Ça zigzague entre les parcelles de vignes et c’est bien difficile de repérer le balisage. Moins de 200m avant la station d’épuration, à la flèche bleue sur un maigre poteau métallique côté gauche, (témoignage d’une précédente fête : rubalise et grossière flèche fluo au sol) nous tournons à droite dans un chemin d’exploitation, non sans nous retourner côté sud pour une vue panoramique sur les montagnes de l’Olympe à l’à-pic de Bertagne.

Après quelques zigzags et une petite montée, nous rejoignons la route D57B que nous suivons sur 120m ; avant d’arriver dans le domaine du Général, nous traversons ses vignes puis sinuons dans la garrigue ;  La boucle de Lulu #3 – La ruine (cache premium) par lillah ; c’est Georges qui repère au loin sur un arbre la marque bleue peu visible sur le tronc d’arbre sombre ; elle nous fait grimper sur la droite et entrer dans le domaine en passant à côté d’un modeste oratoire Balade à La légion#03 ORATOIRE par catlat puis par l’ancien chemin du Général.

De quel général s’agit-il ? Construit sur un ancien site romain, il évoque peut-être le général romain Marius qui posta ses hommes entre Puyloubier et Pourrières lors de sa guerre contre les Cimbres et les Teurons.

Cette bastide rurale dite du Général à 3 étages et 33 ouvertures (section A, Saint-Pierre, 1828) appartenait en 1826 à Joseph Simon ROUX demeurant à Pélissanne ; au début du XXe, à Gaston de Saporta, secrétaire perpétuel de l’Académie des sciences, agriculture, arts et belles-lettres d’Aix. Elle était donc gérée sur place par un fermier.

Au début du XIXe, des actes de brigandage sont recensés dans les archives communales dont l’agression de François Bouisson, fermier de la bastide du Général : 22 brigands armés de fusils, pistolets, stylets, armes blanches ont demandé à être logés et nourris (Puyloubier au XIXe, André Guinieri, 2012, TheBookEdition), ou celle du fermier de Piconin. L’administration communale a demandé aux autorités départementales la restitution des armes saisies chez les habitants afin d’armer une compagnie chargée de donner la chasse aux brigands.

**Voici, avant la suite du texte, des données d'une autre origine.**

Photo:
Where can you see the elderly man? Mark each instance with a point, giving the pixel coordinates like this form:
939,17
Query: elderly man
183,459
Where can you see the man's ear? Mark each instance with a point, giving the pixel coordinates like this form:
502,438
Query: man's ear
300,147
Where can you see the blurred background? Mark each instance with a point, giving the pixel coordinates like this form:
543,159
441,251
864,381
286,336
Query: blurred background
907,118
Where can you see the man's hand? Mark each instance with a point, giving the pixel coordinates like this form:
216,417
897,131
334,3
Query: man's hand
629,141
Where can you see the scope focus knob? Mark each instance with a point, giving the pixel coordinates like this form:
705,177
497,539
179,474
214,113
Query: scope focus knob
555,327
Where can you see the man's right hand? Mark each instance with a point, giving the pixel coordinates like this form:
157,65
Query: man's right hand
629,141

Nous traversons le domaine avec curiosité, passant devant le vaste réservoir où quelques poissons rouges s’agglutinent sous le crocodile (merci Louise pour cette vision insolite) ; le banc où sont figés deux légionnaires au képi blanc ; la plaque commémorative aux noms cosmopolites de ceux qui ont travaillé à la rénovation du château ; le restaurant sur la terrasse, le musée et la boutique.
Le domaine du Général est devenu celui du capitaine Danjou, tué au combat le 30 avril 1863 à Camerone, résistant à une armée de plus de 2 000 Mexicains.

L’institution des invalides de la Légion Etrangère occupe le domaine depuis 1953, date à laquelle le ministère de la défense l’acquiert et le remet au Foyer d’Entraide de la Légion Etrangère. En 1962, un carré est réservé aux défunts illustres dans le cimetière communal comme Aage (Christian Alexandre Robert) de Danemark, ou le général Paul-Frédéric Rollet .

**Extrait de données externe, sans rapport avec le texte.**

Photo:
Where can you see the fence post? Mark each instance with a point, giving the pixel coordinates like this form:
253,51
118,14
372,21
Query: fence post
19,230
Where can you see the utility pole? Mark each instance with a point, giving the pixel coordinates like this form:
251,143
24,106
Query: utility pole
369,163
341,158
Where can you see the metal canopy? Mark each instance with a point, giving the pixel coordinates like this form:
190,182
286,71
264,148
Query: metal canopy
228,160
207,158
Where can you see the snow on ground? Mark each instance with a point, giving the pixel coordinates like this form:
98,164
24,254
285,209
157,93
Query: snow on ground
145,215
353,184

C’est l’heure du pique-nique ; un légionnaire de service au restaurant nous indique où nous pouvons pique-niquer 500m plus loin, sous les platanes, autour d’une longue table de 25m de long rien que pour nous trois ; plusieurs robinets d’eau potable sont installés dans le pré. Autrefois, le domaine ne manquait pas d’eau puisque le puits communal était à moins de 150m d’ici.

Retour a l’oratoire monumental au coin du chemin poissonnier, celui emprunté autrefois pour le transport du sel et des salaisons de poisson. Il reste des traces de ce chemin au travers des noms de rue dans presque toutes les communes des Bouches-du-Rhône (Lire par exemple Sur le chemin poissonnier à Eguilles et Coudoux).

Dans Commerce et marchands dans un village provençal du XVe siècle. La leyde de Puyloubier, Noël Coulet relève des transactions régulières de sel : dix poissonniers et huit marchands d’huile pendant quatorze mois, en 1438-1439. A lire dans Persee.

Nous revenons sur le GR de Compostelle ; les marques rouges et blanches contrastent mieux que les bleues. Le monument de la Légion Balade à La légion#02 LEGIO PATRIA NOSTRA par catlat accueillent les visiteurs qui arrivent par la route. Côté sud, les vignes ont pris des couleurs d’automne et c’est un patchwork de couleurs au pied de l’Olympe et de la Sainte-Baume bleutés.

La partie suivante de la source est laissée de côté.